Today’s Scripture Reading (January 22, 2013): Psalm 69

Often our cries to God imply that we are innocent. It is the “Woe is me, have I not ...” kind of response we have when we are in trouble. As I talk to people, I have to admit that often my reaction to their cries is sometimes not filled with empathy. When they ask why this is happening, it is sometimes too easy as an outsider to sit in judgment and wonder how it is that they do not know. Do they not see the cause, in their own lives, of their struggle? But maybe we as a people are not self aware enough to understand the cause for what it is that we are struggling through. It is easy to see it in the lives of someone else, but not quite as easy to see it if it is in our own lives.
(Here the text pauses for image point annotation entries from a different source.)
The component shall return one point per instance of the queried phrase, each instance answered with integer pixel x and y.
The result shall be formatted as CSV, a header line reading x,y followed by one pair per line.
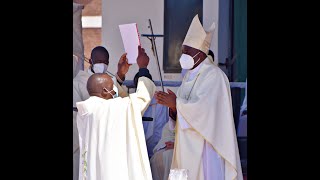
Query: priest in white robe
x,y
205,140
154,119
99,64
111,136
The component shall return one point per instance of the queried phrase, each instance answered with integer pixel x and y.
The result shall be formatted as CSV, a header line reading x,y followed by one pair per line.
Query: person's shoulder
x,y
81,76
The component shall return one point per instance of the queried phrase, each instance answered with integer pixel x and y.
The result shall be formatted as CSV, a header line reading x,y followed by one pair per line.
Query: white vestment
x,y
80,93
162,158
206,143
111,137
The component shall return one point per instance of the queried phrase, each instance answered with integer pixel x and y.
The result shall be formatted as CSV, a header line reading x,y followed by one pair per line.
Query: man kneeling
x,y
111,135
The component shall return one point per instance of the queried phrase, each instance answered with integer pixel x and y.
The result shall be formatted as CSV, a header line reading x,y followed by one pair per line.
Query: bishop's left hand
x,y
123,66
166,99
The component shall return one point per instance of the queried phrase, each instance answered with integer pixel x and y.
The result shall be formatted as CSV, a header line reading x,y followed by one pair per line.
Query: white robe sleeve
x,y
144,93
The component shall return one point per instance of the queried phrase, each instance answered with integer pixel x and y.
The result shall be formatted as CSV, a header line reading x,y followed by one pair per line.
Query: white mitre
x,y
197,37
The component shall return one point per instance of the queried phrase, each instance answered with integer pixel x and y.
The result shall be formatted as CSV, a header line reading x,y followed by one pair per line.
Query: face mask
x,y
187,62
183,72
100,68
113,95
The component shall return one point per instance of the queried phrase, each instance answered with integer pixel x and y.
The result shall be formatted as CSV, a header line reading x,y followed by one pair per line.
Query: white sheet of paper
x,y
131,41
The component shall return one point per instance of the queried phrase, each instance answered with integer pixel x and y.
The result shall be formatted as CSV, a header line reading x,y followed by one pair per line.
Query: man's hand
x,y
166,99
143,58
169,145
123,66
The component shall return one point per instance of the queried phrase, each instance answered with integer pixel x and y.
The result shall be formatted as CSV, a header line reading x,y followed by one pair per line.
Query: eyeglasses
x,y
113,95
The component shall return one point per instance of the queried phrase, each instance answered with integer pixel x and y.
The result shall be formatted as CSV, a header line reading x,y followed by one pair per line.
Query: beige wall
x,y
116,12
91,36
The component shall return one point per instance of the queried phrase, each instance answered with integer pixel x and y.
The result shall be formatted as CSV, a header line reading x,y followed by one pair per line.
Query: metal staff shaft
x,y
155,50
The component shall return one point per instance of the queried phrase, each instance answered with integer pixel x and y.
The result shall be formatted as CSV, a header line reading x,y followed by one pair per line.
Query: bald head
x,y
100,54
97,83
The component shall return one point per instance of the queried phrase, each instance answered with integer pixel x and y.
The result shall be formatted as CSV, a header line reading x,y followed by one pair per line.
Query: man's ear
x,y
104,93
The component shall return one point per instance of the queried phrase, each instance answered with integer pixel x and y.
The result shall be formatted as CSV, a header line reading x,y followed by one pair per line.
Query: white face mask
x,y
187,62
100,68
115,89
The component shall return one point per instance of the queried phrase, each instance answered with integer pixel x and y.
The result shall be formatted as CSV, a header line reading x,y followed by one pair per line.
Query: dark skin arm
x,y
123,66
168,100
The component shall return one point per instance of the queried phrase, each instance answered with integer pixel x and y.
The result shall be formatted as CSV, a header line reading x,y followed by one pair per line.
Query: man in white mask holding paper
x,y
205,140
99,63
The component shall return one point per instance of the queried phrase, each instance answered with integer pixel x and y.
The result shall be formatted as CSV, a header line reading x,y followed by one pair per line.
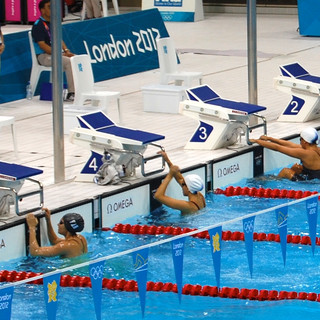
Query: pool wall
x,y
137,199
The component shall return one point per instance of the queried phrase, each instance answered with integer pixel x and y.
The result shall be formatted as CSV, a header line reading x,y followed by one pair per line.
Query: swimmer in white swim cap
x,y
191,186
307,151
72,245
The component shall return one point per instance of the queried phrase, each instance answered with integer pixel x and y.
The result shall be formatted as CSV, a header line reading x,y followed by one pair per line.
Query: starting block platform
x,y
305,91
126,146
12,177
221,122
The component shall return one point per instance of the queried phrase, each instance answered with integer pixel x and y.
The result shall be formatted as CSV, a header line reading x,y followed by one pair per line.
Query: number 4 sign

David cries out to God. In this case his enemies may be many, but the leader of his enemies is very intimately known by David. His enemy is his son – Absalom. And the reasons for David’s struggle is clearly present in his relationship with his own family. In the experience that David had with Bathsheba, the very fabric of David’s family was torn. It was a cause that had snowballed. David’s Son Amnon raped his sister, Tamar. Absalom, filled with hate because of the rape, killed his brother Amnon. David had felt that the only reaction that he could have was to send Absalom, his son, into exile. And although he did allow Absalom to return to Jerusalem, for two years David still refused contact with his son. So the snowball kept on getting bigger until finally Absalom decided to rebel against his dad – to gather the enemies of dad together and begin the process of trying to take the throne. But the seed of all of the pain that David was feeling now existed in the sins of his own past.

And so as David cries out to God his lack of understanding, he himself seems to be blind to the seeds of his own actions in the rebellion that he now has to quell. And he seems to forget the prophecy of Nathan that it is because of his own sin the sword would not depart from his family.

In the Protestant Church we do not like the idea of confession, but one of the elements of true confession is that we allow someone else have eyes on our life – and in that process we get a chance to see the things that we are blind to – the areas of our lives and the sins where we are not self aware. It is something that we all need, because on some level we all lack a level of self awareness.